Duchess Farms Equestrian Community, a 19-lot residential subdivision in High Falls owned by previous Marbletown supervisor Michael Warren, has filed a counterclaim for “tortious interference with the contract.” This follows a recent win by Warren in an Article 78 appeal in the Supreme Court of New York, Ulster County, against the town’s Zoning Board of Appeals decisions to issue violations against Duchess Farms on Oct. 21. The judgment annulled the ZBA’s violations against Duchess.
There are three different cases in play here. The original lawsuit is due to be heard in January 2023, wherein the town is suing Duchess over not complying with stormwater and road construction specifications in the approved site plans. The second case is a libel suit where former supervisor Warren is suing current town supervisor Rich Parete over statements that Parete made about the original case in the press when describing the town’s lawsuit. The most recent ruling is from an Article 78 process where Warren appealed the ZBA’s subdivision violations issued in February 2022.
On Dec. 1, Warren e-mailed a document from his attorney titled Mandatory Part 1 Settlement Conference Case Information and Status Sheet, where he says, “Duchess farm has a counterclaim for over 2.4 million … against the town.” The info sheet from the Duchess attorney states that they “have sustained $2,355,000 in damages resulting from the lost real estate sales directly caused by the Town’s actions … The town knew of the existence of these contracts.”
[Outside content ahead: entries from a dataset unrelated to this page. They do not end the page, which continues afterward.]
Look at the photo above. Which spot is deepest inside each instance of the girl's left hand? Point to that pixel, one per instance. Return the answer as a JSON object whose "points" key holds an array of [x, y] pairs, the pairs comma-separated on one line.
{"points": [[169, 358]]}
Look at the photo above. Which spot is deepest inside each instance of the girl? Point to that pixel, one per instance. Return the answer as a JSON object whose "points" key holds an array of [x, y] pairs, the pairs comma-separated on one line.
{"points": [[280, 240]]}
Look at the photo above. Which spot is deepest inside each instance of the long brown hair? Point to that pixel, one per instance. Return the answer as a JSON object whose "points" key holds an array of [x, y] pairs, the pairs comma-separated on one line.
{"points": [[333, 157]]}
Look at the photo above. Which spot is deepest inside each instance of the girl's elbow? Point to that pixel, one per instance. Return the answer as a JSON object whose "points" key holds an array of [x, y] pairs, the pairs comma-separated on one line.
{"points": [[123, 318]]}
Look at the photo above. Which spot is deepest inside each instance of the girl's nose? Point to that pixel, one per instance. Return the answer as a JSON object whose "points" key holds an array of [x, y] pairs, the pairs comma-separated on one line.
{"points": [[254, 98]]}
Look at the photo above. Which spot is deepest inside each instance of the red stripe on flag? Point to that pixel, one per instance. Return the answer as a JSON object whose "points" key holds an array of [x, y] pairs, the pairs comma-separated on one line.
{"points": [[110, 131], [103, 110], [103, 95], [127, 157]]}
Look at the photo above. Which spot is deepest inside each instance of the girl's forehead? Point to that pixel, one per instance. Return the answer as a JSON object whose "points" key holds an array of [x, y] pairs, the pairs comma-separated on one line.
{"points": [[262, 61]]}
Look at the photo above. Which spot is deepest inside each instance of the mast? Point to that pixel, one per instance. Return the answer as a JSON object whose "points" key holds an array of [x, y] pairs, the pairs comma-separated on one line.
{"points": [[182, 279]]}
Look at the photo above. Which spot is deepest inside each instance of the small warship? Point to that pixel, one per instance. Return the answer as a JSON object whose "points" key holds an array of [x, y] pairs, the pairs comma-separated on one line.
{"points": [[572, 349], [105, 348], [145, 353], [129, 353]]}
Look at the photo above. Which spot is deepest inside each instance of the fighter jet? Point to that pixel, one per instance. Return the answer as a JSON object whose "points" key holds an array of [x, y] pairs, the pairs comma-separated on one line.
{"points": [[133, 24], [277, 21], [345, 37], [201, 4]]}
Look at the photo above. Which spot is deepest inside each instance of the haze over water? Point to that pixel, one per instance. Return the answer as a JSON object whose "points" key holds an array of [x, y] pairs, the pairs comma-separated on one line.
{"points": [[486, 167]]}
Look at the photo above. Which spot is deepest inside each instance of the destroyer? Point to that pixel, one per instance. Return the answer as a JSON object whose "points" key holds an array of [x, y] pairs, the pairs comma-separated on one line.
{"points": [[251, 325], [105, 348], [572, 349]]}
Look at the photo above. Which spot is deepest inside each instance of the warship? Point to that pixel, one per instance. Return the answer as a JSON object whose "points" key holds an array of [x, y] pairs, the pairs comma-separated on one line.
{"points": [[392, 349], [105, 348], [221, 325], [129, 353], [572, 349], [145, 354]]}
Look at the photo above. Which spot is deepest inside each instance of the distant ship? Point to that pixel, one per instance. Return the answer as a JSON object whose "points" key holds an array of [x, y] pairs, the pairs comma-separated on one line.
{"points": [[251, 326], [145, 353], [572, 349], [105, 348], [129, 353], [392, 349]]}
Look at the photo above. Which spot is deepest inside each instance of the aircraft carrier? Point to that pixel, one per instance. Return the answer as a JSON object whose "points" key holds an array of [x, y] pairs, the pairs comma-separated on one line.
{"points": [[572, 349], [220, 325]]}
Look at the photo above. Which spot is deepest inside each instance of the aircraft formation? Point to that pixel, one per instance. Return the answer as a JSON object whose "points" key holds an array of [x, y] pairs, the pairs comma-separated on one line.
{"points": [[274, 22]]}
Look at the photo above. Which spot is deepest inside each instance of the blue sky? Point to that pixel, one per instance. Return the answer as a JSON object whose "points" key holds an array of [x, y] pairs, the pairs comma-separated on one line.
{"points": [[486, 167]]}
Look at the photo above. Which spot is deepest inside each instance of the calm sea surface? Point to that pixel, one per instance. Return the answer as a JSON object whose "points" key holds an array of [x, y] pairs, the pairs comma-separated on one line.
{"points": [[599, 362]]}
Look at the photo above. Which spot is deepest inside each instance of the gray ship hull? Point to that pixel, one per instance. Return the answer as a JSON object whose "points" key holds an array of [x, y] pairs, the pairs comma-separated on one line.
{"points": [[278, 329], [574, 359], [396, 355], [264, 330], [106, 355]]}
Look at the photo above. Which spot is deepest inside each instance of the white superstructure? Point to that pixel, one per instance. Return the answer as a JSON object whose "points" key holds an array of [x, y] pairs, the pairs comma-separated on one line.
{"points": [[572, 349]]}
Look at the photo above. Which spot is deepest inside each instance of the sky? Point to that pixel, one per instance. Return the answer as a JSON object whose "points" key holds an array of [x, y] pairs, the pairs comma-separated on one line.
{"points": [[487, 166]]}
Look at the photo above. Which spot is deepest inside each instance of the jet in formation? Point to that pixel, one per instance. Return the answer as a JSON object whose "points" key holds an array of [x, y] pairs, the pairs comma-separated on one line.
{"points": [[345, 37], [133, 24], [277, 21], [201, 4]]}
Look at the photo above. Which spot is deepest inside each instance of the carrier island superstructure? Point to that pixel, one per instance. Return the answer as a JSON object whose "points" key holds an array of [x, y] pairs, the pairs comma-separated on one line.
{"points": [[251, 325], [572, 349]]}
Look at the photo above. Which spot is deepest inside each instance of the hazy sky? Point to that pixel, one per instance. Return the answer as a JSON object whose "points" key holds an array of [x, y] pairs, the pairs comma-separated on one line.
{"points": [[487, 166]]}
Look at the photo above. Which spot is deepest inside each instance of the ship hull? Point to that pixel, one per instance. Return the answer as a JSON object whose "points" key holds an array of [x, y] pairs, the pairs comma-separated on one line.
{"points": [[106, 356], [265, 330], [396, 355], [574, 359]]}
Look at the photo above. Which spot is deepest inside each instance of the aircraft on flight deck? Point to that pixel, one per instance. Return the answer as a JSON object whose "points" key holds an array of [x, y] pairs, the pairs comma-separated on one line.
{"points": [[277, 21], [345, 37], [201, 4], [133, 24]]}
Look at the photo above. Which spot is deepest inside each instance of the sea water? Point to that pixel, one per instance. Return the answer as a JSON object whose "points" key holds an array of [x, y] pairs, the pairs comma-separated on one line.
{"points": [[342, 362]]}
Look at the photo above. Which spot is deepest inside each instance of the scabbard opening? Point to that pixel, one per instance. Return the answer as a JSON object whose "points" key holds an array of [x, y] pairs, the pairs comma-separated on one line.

The counterclaim also referenced Warren’s libel suit against Parete, saying, “The purchasers for the Lots withdrew from the contracts because they were aware of the prior statements of Supervisor Parete alleging criminal activity. Warren claims the libel suit is settled but for an undisclosed sum.”
But Parete said in response on Dec. 1, “I am not aware that the libel suit is settled. My lawyer said Mike Warren’s attorney wanted to settle. I refused to sign any agreement and am prepared for trial. I’ve got no paperwork or information that it’s been resolved.” The Town is not paying for the lawsuit, according to Parete. “The libel lawsuit is being paid for by insurance” since he was acting in his capacity as town supervisor.
Parete said last spring, “the town pursued a lawsuit against Duchess Farms in support of the homeowners in the Duchess Farms subdivision. These Homeowners were unable to obtain permits and certificates of occupancy from the town due to claims by the town that site work in the subdivision was incomplete.”
Warren said on Dec. 1 in a statement about his $2.4 million counterclaim, “The town refused three settlements which they told the judge they had, but backed out.” Warren continued, “The town has said they will appeal the decision by Judge Mott dismissing all the violations. The taxpayers should be aware of the political vendetta by this supervisor using tax money. The countersuit of over 2 million will be paid by taxpayers and not insurance because town board started this.” Parete confirmed that “the town will be paying for the Duchess Farms lawsuit not insurance.”
Parete said, “I believe we’ve spent about $240,000 in three years for attorney and engineering fees … If Mike just built the plans the Planning Board approved, none of us would have spent any money. The town engineer and the engineer property owners hired both said the development’s stormwater and roads have not been built according to the plans approved by the Planning Board. They aren’t even close to being built correctly.” Parete said over the phone, “As supervisor, he (Warren) should have held himself to a higher standard.”
Parete continued in his response to the filing on 12/1, “The town's position is that the developer needs to build the roads and stormwater to the plans, to what the Planning Board approved, and Mike Warren signed off on. I am confident the law is on our side; a developer must build to the approved plans. New York Department of Environmental Conservation issued Mike Warren a cease and desist on any site disturbance 18 months ago because of multiple stormwater violations, and he never submitted a Storm Water Pollution Prevention Protection Plan (SWPPP) to the state. I believe the fine is $33,500 per day. I doubt anyone would purchase property with a cease and desist and be responsible to pay DEC fines once they took ownership of the property.”
This counterclaim is after Duchess Farms annulled the February 2022 violations issued by the Marbletown ZBA. Rich Parete has said that the town “board members spoke with our attorney on 11/15, and we agreed to appeal the judge's decision. We are confident the town will prevail as we work through the legal system.”
On Oct. 21, Justice Mott, Ulster County, annulled all but one of the eight violations. In the one violation not annulled, he decided “the record was insufficient to conduct a meaningful review.” Much of this case comes down to the lack of “clarity” given by the town throughout the process. Mott says, “the administrative authority must state the basis of its findings with sufficient clarity to permit such review.”